Le texte présente également un d’impact sur l’environnement et nécessite donc à ce titre une consultation du public conformément aux dispositions de l’article L. 123-19-1 du code de l’environnement.
Commentaires
Favorable à l’arrêté. Je ne comprends pas les arguments des personnes favorables à sa chasse du type :
- "les chasseurs sont essentiels à la régulation de la population des grand tetras" l’espece est entrain de décroitre mais selon les chasseurs la population de grand tetras à besoin d’une régulation ? (ça ressemble à un droit d’extermination dissimulé à mon sens)
J’ajoute aussi qu’un plan de sauvegarde de l’espèce plus général au territoire (zones de protections, prévention de la prédation, …) doit être proposé par le gouvernement avec consultation et suivit des scientifiques, biologistes, …
La chasse n’est pas responsable du déclin du grand tétras :
Les principales causes identifiées de diminution des populations de grand tétras sont notamment :
la modification, la fragmentation et la dégradation des habitats ;
la fermeture progressive des milieux forestiers ;
les dérangements liés aux activités humaines (tourisme, loisirs de montagne, fréquentation des espaces naturels) ;
les collisions avec les infrastructures (câbles de remontées mécaniques, lignes électriques, clôtures…).
La chasse n’est pas identifiée comme la cause du déclin.
D’ailleurs, dans plusieurs massifs où toute chasse est interdite depuis de nombreuses années, notamment dans les Vosges ou le Jura, les populations ne se portent pas mieux voire elles ont quasiment disparue.
Plus personne ne s’en occupent dans ces massifs !
Supprimer définitivement la possibilité de chasser cette espèce ne répond donc à aucune des causes réelles de son déclin.
Ce projet n’apportera aucun bénéfice concret à la conservation du grand tétras bien au contraire.
Je donne un avis défavorable à ce projet d’arrêté.
La protection du grand tétras est un objectif que je partage pleinement. Toutefois, les mesures proposées me semblent aller au-delà de ce qui est nécessaire à la conservation de l’espèce et s’éloignent du principe de gestion adaptative, qui devrait permettre d’ajuster les décisions en fonction de l’état réel des populations et des résultats observés sur le terrain.
Par ailleurs, les travaux scientifiques disponibles montrent que la chasse ne constitue pas la cause principale du déclin du grand tétras. Les facteurs les plus souvent identifiés sont la dégradation et la fragmentation des habitats, la fermeture progressive des milieux forestiers favorables à l’espèce, les dérangements liés aux activités touristiques et de loisirs en montagne, ainsi que les collisions avec diverses infrastructures telles que les lignes électriques, les câbles de remontées mécaniques ou certaines clôtures.
L’expérience de plusieurs massifs où la chasse est interdite depuis de nombreuses années montre d’ailleurs que cette interdiction, à elle seule, n’a pas permis le rétablissement des populations.
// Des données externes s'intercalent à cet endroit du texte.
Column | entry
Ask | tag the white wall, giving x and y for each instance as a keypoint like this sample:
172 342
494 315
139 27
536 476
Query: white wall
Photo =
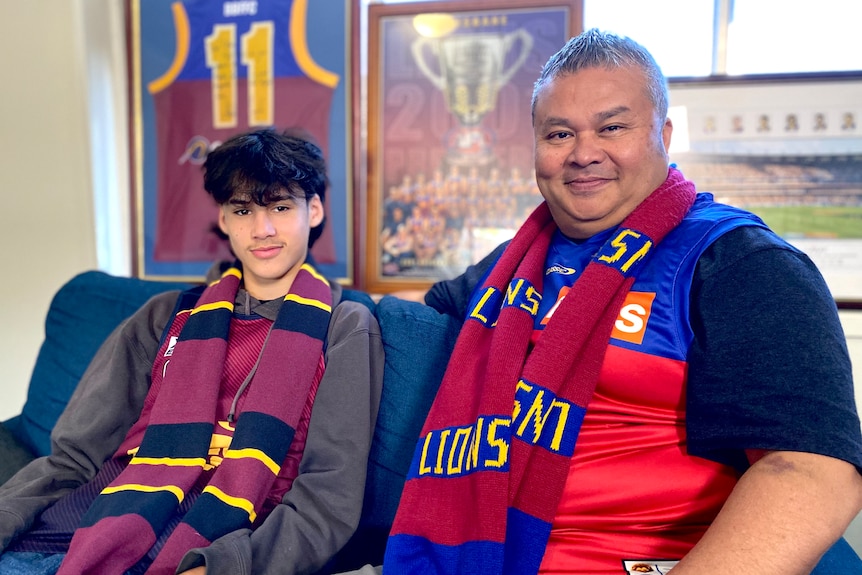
61 60
46 219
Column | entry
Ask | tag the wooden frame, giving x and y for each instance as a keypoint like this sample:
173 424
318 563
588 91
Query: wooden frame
167 41
450 141
788 148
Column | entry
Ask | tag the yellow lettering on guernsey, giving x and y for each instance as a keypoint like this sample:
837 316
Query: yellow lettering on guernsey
622 246
619 243
636 256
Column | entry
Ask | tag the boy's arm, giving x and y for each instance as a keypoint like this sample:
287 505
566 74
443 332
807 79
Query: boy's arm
321 510
105 404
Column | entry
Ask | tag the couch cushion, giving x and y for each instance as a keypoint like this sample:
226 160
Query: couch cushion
82 314
417 341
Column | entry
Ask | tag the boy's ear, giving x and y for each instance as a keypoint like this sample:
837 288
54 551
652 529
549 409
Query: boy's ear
315 211
221 223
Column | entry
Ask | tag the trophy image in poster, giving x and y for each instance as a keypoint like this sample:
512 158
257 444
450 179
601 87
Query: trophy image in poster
469 70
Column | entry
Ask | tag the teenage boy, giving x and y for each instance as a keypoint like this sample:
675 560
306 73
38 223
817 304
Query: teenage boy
225 429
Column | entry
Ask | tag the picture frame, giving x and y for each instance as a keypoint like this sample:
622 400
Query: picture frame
449 134
789 149
199 72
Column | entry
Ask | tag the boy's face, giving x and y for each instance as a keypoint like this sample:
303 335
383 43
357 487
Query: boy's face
271 241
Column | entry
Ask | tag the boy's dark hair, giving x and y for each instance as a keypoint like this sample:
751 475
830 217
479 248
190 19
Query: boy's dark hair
265 164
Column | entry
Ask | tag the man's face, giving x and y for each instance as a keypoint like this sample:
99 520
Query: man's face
599 150
271 241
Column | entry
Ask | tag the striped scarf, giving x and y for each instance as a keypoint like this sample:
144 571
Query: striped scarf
127 518
486 477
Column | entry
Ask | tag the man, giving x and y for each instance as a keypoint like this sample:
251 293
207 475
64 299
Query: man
681 385
225 429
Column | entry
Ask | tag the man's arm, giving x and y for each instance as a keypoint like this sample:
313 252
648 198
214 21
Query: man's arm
781 517
453 296
103 407
769 372
321 510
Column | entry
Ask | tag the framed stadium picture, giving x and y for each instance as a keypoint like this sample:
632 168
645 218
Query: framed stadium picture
789 149
202 71
449 135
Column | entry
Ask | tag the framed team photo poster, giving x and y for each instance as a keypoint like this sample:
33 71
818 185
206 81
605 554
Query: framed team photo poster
449 135
789 149
202 71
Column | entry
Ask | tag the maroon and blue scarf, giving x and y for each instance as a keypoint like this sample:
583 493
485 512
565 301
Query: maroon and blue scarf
494 454
127 518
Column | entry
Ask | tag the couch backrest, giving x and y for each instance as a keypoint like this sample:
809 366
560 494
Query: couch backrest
82 314
417 341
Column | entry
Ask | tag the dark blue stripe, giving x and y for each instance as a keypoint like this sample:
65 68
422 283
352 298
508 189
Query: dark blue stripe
526 539
412 554
155 507
264 432
177 440
309 320
206 325
212 518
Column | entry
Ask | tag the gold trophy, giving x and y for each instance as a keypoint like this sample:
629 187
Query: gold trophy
471 73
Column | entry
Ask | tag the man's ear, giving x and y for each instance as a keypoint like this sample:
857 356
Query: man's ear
315 211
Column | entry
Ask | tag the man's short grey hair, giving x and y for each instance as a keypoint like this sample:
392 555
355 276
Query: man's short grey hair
596 49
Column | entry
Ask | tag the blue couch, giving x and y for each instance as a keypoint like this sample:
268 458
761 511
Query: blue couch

Dans certains secteurs des Vosges ou du Jura, les effectifs ont continué à diminuer malgré l’absence de prélèvements cynégétiques.
Enfin, il convient de rappeler le rôle important joué par les chasseurs dans la connaissance et la conservation de cette espèce. Les fédérations et associations cynégétiques participent depuis longtemps aux comptages, aux suivis scientifiques, aux actions d’amélioration des habitats et à la réouverture de milieux favorables au grand tétras. Une politique de conservation efficace devrait s’appuyer sur l’ensemble des acteurs de terrain plutôt que de concentrer les mesures sur la seule activité cynégétique.
Pour ces raisons, je suis défavorable à ce projet d’arrêté en l’état.